A few weeks ago an AFL footballer gave a press conference. The captain of his club, he had just completed a 12 month ban and the football world was anxious to hear if he had decided to retire, or to play on next year.
He informed the media that he had indeed decided to stay on. But what I found the most interesting thing about the press conference was what this young man decided to wear. Written in green on the underside of the peak of his cap was the word ‘FEMINIST’.
I don’t know if this act sparked any conversations around the country; I’m pretty sure most conversations inspired by this press conference were about the fact he was coming back to play. But I was struck by it and it got me thinking about what a year of reflection away from the football world may have sparked in this man.
Perhaps he was shocked when earlier this year football power-brokers joked about drowning a female football media personality. Perhaps he started to noticed the casual and subtle (and sometimes blatant) ways women are often degraded by media personalities. Perhaps he was inspired by the launch of the AFL Women’s competition and the standard of football and sportspersonship AFLW players display.

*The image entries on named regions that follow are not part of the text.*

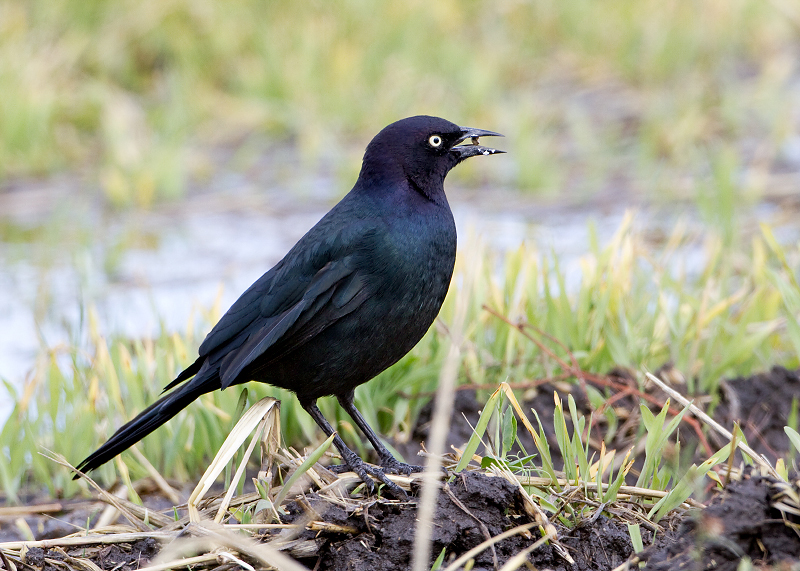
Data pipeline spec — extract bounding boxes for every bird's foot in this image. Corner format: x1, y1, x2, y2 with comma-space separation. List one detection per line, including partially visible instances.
381, 456, 425, 476
328, 454, 408, 500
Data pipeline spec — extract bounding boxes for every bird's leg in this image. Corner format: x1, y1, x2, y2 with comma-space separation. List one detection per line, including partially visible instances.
337, 391, 425, 476
300, 400, 408, 500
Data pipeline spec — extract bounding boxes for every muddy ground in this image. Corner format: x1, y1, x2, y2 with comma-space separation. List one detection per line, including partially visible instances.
0, 367, 800, 571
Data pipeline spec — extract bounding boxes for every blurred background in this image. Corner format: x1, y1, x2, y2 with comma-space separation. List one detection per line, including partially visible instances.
0, 0, 800, 494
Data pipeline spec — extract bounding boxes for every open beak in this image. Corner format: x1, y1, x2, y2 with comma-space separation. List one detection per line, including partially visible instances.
450, 127, 505, 162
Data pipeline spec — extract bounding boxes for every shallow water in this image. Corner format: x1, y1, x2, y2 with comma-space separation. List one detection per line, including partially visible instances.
0, 177, 798, 421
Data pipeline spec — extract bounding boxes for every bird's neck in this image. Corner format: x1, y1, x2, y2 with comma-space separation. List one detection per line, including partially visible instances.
355, 164, 448, 206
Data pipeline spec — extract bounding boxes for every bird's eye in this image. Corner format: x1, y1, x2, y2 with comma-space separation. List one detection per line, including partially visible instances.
428, 135, 442, 149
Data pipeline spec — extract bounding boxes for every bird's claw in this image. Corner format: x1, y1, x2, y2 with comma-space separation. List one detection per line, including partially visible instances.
381, 456, 425, 476
328, 455, 410, 500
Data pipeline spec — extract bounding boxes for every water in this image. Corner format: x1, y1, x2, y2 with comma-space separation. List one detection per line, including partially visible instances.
0, 177, 798, 422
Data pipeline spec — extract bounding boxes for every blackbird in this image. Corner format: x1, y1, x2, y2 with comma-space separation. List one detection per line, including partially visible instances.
76, 116, 504, 497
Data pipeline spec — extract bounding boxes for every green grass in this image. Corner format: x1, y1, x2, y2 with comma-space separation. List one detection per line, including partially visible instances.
0, 217, 800, 499
0, 0, 800, 205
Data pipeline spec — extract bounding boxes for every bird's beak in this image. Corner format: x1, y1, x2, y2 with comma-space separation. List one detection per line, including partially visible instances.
450, 127, 505, 162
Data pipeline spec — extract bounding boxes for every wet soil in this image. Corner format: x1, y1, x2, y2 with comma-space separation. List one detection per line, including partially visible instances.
0, 367, 800, 571
282, 473, 666, 571
642, 476, 800, 571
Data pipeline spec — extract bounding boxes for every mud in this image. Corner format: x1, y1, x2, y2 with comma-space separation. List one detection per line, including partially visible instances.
712, 367, 800, 464
288, 473, 664, 571
642, 476, 800, 571
0, 367, 800, 571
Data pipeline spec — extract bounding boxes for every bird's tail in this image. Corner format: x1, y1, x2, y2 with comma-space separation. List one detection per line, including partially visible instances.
73, 371, 220, 479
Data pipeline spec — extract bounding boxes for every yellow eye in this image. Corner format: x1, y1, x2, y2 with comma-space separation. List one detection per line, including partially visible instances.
428, 135, 442, 148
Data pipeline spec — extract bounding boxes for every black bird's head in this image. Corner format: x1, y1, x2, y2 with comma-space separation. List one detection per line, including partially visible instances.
358, 115, 505, 202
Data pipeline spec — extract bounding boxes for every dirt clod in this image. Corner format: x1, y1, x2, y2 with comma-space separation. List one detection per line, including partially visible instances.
643, 476, 800, 571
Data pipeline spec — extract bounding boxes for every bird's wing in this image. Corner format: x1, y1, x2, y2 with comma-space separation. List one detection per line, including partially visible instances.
219, 256, 369, 389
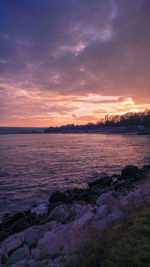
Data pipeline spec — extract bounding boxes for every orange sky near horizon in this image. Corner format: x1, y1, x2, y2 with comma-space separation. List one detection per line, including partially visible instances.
0, 0, 150, 127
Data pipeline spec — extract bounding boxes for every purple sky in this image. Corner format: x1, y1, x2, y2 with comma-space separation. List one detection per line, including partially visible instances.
0, 0, 150, 126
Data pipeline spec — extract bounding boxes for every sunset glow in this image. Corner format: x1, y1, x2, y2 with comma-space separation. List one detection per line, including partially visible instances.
0, 0, 150, 127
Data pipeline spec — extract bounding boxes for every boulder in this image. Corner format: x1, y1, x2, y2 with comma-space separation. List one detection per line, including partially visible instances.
72, 212, 94, 231
106, 209, 126, 226
8, 247, 30, 265
37, 231, 65, 256
88, 173, 112, 188
48, 204, 70, 223
121, 165, 145, 183
96, 191, 118, 209
11, 259, 29, 267
95, 204, 108, 219
49, 191, 66, 203
1, 232, 24, 254
31, 248, 40, 261
119, 189, 144, 212
24, 228, 40, 247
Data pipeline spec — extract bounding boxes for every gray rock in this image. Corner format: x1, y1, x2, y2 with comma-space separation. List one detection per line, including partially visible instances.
0, 248, 8, 264
48, 204, 70, 223
106, 210, 126, 225
37, 232, 65, 256
24, 228, 40, 246
1, 232, 24, 254
71, 203, 93, 218
96, 191, 118, 208
8, 247, 30, 264
72, 212, 94, 230
96, 204, 108, 219
31, 248, 40, 261
91, 218, 108, 232
11, 259, 29, 267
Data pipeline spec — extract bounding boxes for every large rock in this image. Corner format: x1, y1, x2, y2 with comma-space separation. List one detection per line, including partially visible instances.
1, 232, 24, 254
24, 228, 40, 247
88, 173, 112, 187
71, 203, 93, 219
8, 247, 30, 265
49, 191, 67, 203
96, 191, 118, 210
72, 212, 94, 231
48, 205, 70, 223
11, 259, 29, 267
121, 165, 145, 183
119, 189, 144, 212
37, 231, 65, 256
95, 204, 108, 219
31, 248, 41, 261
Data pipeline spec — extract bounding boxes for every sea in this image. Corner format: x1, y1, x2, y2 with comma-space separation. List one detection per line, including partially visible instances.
0, 134, 150, 216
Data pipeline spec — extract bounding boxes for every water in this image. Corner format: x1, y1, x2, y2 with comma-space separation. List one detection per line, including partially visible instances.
0, 134, 150, 218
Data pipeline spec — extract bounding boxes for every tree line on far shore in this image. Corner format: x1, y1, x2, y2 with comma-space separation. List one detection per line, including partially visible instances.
45, 110, 150, 133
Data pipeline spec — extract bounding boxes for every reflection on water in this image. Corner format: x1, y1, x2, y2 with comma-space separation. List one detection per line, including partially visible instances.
0, 134, 150, 214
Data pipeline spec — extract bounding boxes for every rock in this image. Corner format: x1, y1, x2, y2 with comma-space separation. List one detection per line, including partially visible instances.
96, 191, 118, 209
121, 165, 145, 183
106, 209, 126, 225
24, 228, 40, 247
77, 189, 90, 202
88, 173, 112, 187
96, 204, 108, 219
48, 205, 70, 223
31, 202, 48, 218
37, 232, 65, 256
49, 191, 66, 203
91, 218, 108, 232
1, 233, 24, 254
119, 189, 144, 212
71, 203, 93, 219
0, 248, 8, 264
31, 248, 40, 261
11, 259, 29, 267
11, 218, 30, 236
72, 212, 94, 230
121, 165, 138, 177
8, 247, 30, 264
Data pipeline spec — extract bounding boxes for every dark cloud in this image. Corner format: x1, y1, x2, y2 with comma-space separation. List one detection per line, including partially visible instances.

My guest for this week is Carmen Hawker (@CarmenHawker). Carmen is a life-long football fan whose mission is to help make gender equality a reality, and to help everyday people understand its importance and the role they can also play in brining it into being.
Inspired by the way in which football, and sport in general, can be used as a vehicle for social change, Carmen is also involved in helping improving the lives of women both locally and around the world. Here in Melbourne Birth for HumanKIND helps women in disadvantage circumstances with resources and support during pregnancy and childbirth. In Cambodia and Nepal, The Global Women’s Project works to empower women to bring about change in their own lives and the communities they live within.
The work Carmen is doing is so necessary. I am inspired by the way she is able to uncompromisingly bring her values and her whole self to the world of football, a place where women often feel unsafe and belittled. It is an exciting time for sport in this city, where steps towards gender equality are being taken that I hope will also translate outside the football arena. While it may be hard to imagine what a truly gender liberated, multi-cultural society would look like, I am excited to think about the richness and depth it will bring to my life, and in making this livable city even more so for more people.